What is the fastest way to load data from multiple csv files

Hi,

I am working with multiple csv files, each containing multiple 1D data. I have about 9000 such files and total combined data is about 40 GB.

I have written a dataloader like this:

class data_gen(torch.utils.data.Dataset):
    def __init__(self, files):
        
        self.files = files
        my_data = np.genfromtxt('/data/'+files, delimiter=',')
        self.dim = my_data.shape[1]
        self.data = []
        
    def __getitem__(self, i):

        file1 = self.files
        my_data = np.genfromtxt('/data/'+file1, delimiter=',')
        self.dim = my_data.shape[1]

        for j in range(my_data.shape[1]):
            tmp = np.reshape(my_data[:,j],(1,my_data.shape[0]))
            tmp = torch.from_numpy(tmp).float()
            self.data.append(tmp)        
        
        return self.data[i]

    def __len__(self): 
        
        return self.dim

But this is working terribly slow. I was wondering if I could store all of that data in one file but I don’t have enough RAM. So is there a way around it?

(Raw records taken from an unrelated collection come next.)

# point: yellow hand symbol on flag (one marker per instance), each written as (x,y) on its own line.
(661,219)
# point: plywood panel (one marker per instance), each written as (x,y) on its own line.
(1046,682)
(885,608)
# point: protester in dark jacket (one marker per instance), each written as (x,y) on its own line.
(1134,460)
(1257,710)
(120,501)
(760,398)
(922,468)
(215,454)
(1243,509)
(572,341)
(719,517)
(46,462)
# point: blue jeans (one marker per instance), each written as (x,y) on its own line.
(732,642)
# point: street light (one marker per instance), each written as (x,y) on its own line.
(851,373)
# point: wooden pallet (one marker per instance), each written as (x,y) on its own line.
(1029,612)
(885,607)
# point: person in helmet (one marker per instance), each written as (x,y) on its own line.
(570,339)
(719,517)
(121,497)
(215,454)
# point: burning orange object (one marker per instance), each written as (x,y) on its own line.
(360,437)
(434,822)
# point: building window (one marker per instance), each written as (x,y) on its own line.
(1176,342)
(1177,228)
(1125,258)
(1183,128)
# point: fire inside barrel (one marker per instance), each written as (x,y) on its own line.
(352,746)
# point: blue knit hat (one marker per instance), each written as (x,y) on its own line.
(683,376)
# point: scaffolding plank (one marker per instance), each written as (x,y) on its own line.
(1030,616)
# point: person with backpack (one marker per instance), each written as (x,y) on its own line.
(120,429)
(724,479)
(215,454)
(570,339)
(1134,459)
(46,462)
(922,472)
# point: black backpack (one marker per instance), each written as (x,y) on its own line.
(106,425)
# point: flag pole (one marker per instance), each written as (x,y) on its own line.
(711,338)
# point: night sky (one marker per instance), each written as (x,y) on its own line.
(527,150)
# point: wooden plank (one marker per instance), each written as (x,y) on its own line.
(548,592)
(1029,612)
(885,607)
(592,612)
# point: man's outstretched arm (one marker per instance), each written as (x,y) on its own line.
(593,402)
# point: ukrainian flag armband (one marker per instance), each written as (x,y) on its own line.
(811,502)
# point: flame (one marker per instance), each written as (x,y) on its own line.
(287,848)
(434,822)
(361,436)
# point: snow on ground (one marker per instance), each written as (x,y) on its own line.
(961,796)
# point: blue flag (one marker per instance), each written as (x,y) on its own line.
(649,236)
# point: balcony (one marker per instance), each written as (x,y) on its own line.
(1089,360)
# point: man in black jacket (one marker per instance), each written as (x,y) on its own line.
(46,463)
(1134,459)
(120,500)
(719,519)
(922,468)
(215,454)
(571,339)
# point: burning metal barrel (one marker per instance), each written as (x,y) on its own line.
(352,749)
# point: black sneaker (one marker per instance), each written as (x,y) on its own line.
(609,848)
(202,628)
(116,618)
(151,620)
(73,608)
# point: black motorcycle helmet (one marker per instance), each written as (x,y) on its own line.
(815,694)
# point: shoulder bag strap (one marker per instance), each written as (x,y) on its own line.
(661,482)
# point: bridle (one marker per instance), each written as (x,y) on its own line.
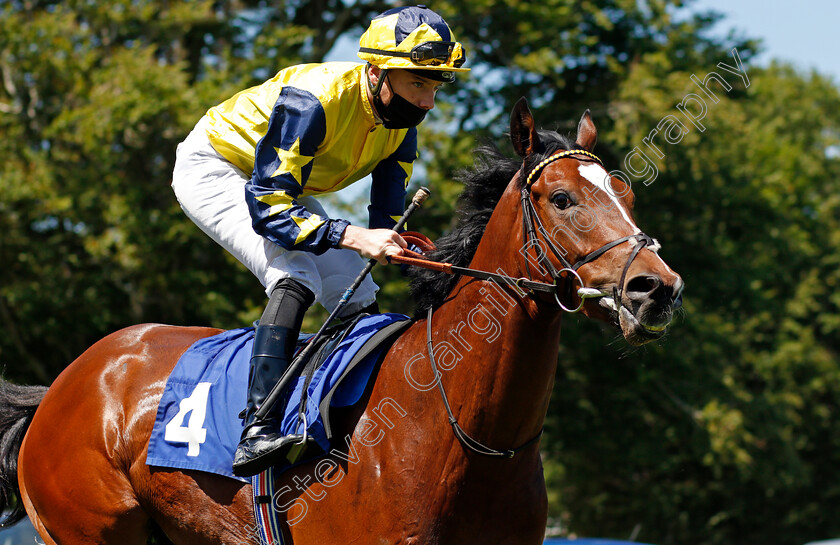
(531,226)
(531,223)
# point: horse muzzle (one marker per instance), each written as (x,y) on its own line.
(645,308)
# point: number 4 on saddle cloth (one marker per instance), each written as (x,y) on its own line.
(197,424)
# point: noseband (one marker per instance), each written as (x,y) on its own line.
(531,223)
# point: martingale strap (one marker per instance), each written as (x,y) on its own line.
(464,438)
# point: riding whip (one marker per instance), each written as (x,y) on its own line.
(273,396)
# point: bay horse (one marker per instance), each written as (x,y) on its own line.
(552,226)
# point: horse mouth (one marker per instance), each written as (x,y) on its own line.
(637,332)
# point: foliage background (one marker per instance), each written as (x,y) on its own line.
(725,432)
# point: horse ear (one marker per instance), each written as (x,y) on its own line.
(587,133)
(523,134)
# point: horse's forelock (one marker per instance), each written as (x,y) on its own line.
(484,184)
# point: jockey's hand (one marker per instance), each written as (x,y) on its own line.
(378,244)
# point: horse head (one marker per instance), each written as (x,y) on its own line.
(580,233)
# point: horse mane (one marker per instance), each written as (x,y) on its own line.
(484,184)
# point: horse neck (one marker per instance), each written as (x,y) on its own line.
(509,341)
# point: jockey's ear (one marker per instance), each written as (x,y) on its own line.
(587,133)
(523,134)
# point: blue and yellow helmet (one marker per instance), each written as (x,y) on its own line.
(413,38)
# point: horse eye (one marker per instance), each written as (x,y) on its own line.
(561,200)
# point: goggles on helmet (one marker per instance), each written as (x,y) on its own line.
(425,54)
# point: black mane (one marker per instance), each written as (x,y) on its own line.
(484,185)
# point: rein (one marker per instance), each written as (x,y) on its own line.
(531,225)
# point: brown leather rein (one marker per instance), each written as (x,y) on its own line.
(531,223)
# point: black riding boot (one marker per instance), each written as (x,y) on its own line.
(262,443)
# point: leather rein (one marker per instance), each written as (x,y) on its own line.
(531,226)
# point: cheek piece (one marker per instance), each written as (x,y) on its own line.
(399,113)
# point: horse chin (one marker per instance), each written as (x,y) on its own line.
(637,333)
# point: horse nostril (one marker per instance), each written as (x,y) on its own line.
(641,287)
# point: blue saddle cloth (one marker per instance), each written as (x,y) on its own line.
(197,424)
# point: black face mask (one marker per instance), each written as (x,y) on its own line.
(400,113)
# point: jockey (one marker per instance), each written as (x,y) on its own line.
(249,172)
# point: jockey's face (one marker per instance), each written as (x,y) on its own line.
(416,89)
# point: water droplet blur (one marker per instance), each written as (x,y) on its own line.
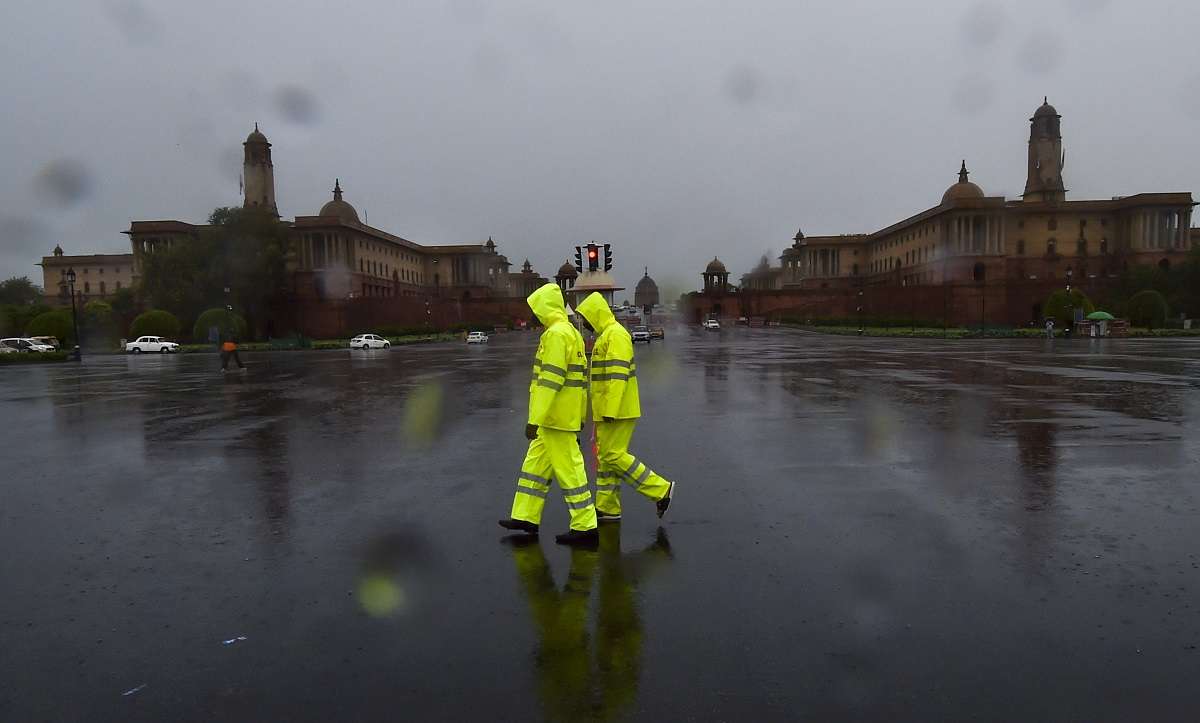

Let me know if there’s a way.

I am confused about a few things here. For example, why is all of the file loaded when only a single (column?) is returned at the end? Additionally, why is data repeatedly appended to without checking if a given index has already been retrieved? If you say that all of your data cannot fit in memory, it looks like this solution will keep increasing the amount of data stored in memory without ever deleting anything. Finally, are you using this dataset directly without a DataLoader that provides more parallelism?

For the first issue if it turns out that you don’t need to read the entire file, you might want to see if you can use skip_header in the numpy params: numpy.genfromtxt — NumPy v1.20 Manual. In case you want to skip columns instead you could consider “transposing” your csv files offline so that you can skip rows at data loading time.

This is just an example. I am actually using a for loop that iterates over all the csv files. Each column in the file is a datapoint and in the end (self.data[i]), I am returning the column because that’s what I want batches of. This is how I’m implementing the TrainLoader:

train_loader = torch.utils.data.DataLoader(
         train_dl_spec, batch_size=128, shuffle=True, num_workers=8, pin_memory=True)
for data in train_loader:

This is how I am implementing it in the training process:

for x_train in tqdm(train_files):
        train_dl_spec = data_gen(x_train)
        train_loader = torch.utils.data.DataLoader(
        train_dl_spec, batch_size=128, shuffle=True, num_workers=8, pin_memory=True)
        for data in train_loader:

If columns are datapoints you might consider preprocessing all of the csv files to move columns to rows offline so that you can seek through files without loading basically the entire file to load a single data point.

Yeah, will try that. Let’s see how it works.